FileBeat 401 Unauthorized Error with AWS Elasticsearch

Overview

Filebeat is a lightweight shipper for forwarding and centralizing log data. Installed as an agent on your servers, Filebeat monitors the log files or locations that you specify, collects log events, and forwards them either to Elasticsearch or Logstash for indexing.

Here’s how Filebeat works: When you start Filebeat, it starts one or more inputs that look in the locations you’ve specified for log data. For each log that Filebeat locates, Filebeat starts a harvester. Each harvester reads a single log for new content and sends the new log data to libbeat, which aggregates the events and sends the aggregated data to the output that you’ve configured for Filebeat.

If you are getting below error while importing data into AWS Elasticsearch directly from Filebeat, then this post is for you!
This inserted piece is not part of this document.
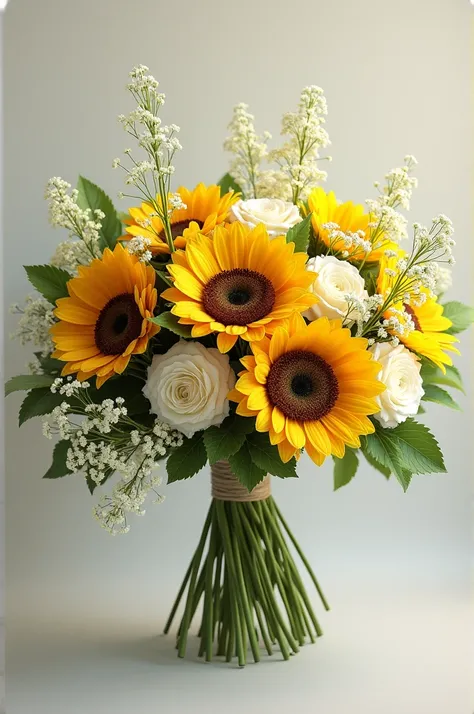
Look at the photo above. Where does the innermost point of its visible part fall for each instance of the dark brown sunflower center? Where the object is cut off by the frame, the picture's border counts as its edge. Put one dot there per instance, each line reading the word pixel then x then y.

Exiting: 1 error: error loading index pattern: returned 401 to import file: . Response: {“statusCode”:401,”error”:”Unauthorized”,”message”:”Authentication required”}
Exiting: 1 error: error loading index pattern: returned 401 to import file: . Response: {“statusCode”:401,”error”:”Unauthorized”,”message”:”Authentication required”}

This issue comes if you are approaching AWS Elasticsearch with username/password security as

setup.kibana:
host: “https://arun-learningsubway-abxybalglzl3zmkmiq4.ap-south-1.es.amazonaws.com:443/_plugin/kibana/”

output.elasticsearch:
protocol: https
hosts: [“arun-learningsubway-workapps-abxybalglzl3zmkmiq4.ap-south-1.es.amazonaws.com:9200”]
username: “myUsername”
password: “myPassword”
index: “nginx_index_by_arun”

Solution

In Aws, while configuring your Elasticsearch service configure it for whitelisting of IP instead of Master User.

or

Configure FileBeat–> Logstash–>Elasticsearch with master username/password also it will work.

FileBeat and Logstash to insert Data into AWS Elasticsearch

FileBeat to insert Data into Logstash, and Logstash to insert Data into Elasticsearch

*Important point here is latest Elasticsearch version supported on AWS is 7.10, so Logstash and FileBeat must also be on same version.

If not then there will be a possibility of version compatibility.

* If latest version of ES available is x and you are not on cloud then also keep at least (x-1) version on production. It will keep you safe in production and away from product bugs to a lot extent.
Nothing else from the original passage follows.